I drove to work this morning with my car running mostly on fumes. I think my “miles you can drive before you have to call your wife to come bring gas because you’re stranded like an ass on the side of the highway” were around nine when I stopped to put two gallons of gas into my tank… plenty to get me home to the gas station where I could get a huge discount (and pay only $1.29 per gallon).
After work, I hopped back in my car, expecting my “miles left” estimate to be somewhere around fifty but, to my surprise, it was at nine.
Nine?
Didn’t I add two gallons this morning… about a mile from the office? I started to doubt that the morning’s brief fuel pump stop had actually occurred, but then realized that yes… yes, it had. The fuel gauge needle looked suspiciously higher than it would if the “nine” was justified.
So I started to drive to the gas station near my home (about thirty miles away), secure (somewhat) in the knowledge that I had put enough gas in the car to get me home. To my amusement, the mileage estimator counted down dutifully from nine… to zero… while I was driving. Sadly, it didn’t go negative.
So here’s a chronological series of photographic evidence, proving beyond doubt that my car, having sat in the cold, office parking lot for eight hours, had somehow found the time to partake in some form of computer-system-altering chemicals of a dubious nature.
First, the early warning sign when I started the car.
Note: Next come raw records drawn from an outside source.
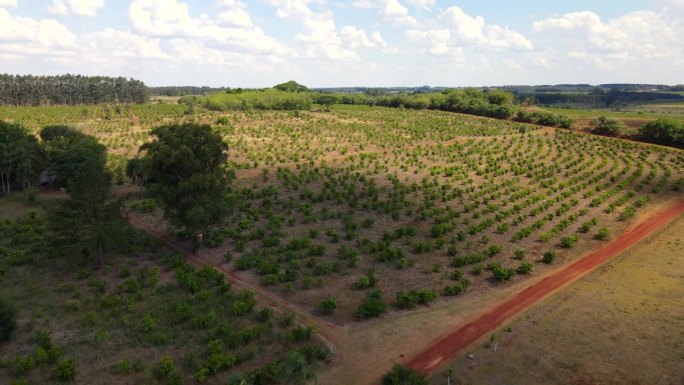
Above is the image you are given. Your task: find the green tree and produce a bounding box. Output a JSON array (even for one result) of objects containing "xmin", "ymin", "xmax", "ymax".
[
  {"xmin": 382, "ymin": 364, "xmax": 428, "ymax": 385},
  {"xmin": 12, "ymin": 135, "xmax": 48, "ymax": 192},
  {"xmin": 0, "ymin": 298, "xmax": 17, "ymax": 341},
  {"xmin": 41, "ymin": 127, "xmax": 122, "ymax": 265},
  {"xmin": 0, "ymin": 120, "xmax": 28, "ymax": 194},
  {"xmin": 140, "ymin": 124, "xmax": 230, "ymax": 246},
  {"xmin": 639, "ymin": 118, "xmax": 684, "ymax": 145},
  {"xmin": 590, "ymin": 116, "xmax": 625, "ymax": 136},
  {"xmin": 273, "ymin": 80, "xmax": 309, "ymax": 92},
  {"xmin": 126, "ymin": 156, "xmax": 149, "ymax": 199}
]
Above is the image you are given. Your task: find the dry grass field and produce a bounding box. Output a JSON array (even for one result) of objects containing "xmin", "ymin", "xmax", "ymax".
[{"xmin": 430, "ymin": 218, "xmax": 684, "ymax": 385}]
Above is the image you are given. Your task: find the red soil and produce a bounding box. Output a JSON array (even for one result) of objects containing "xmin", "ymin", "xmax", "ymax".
[{"xmin": 407, "ymin": 201, "xmax": 684, "ymax": 375}]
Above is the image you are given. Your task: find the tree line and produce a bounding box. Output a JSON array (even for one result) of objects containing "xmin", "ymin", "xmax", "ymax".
[{"xmin": 0, "ymin": 74, "xmax": 149, "ymax": 106}]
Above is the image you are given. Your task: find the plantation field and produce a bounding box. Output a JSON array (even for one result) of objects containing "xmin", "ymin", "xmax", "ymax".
[
  {"xmin": 535, "ymin": 102, "xmax": 684, "ymax": 135},
  {"xmin": 0, "ymin": 202, "xmax": 329, "ymax": 385},
  {"xmin": 430, "ymin": 214, "xmax": 684, "ymax": 385},
  {"xmin": 0, "ymin": 104, "xmax": 684, "ymax": 384},
  {"xmin": 0, "ymin": 104, "xmax": 684, "ymax": 323}
]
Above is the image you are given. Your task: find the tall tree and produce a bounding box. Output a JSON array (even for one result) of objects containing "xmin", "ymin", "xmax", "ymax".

My car, through its obviously distorted view of reality, estimates that I can go zero miles before running out of gas. Note the odometer reads 75585.

When I got to the gas station… five miles later… the estimate still read zero. It was actually at zero for longer than five miles, but I didn’t want to take a picture of my dashboard while driving sevent… umm… within the legal speed limit down the highway.

After the fill-up, the estimate seemed to be more in line with reality. Hooray!

Let’s not speak of the lamb.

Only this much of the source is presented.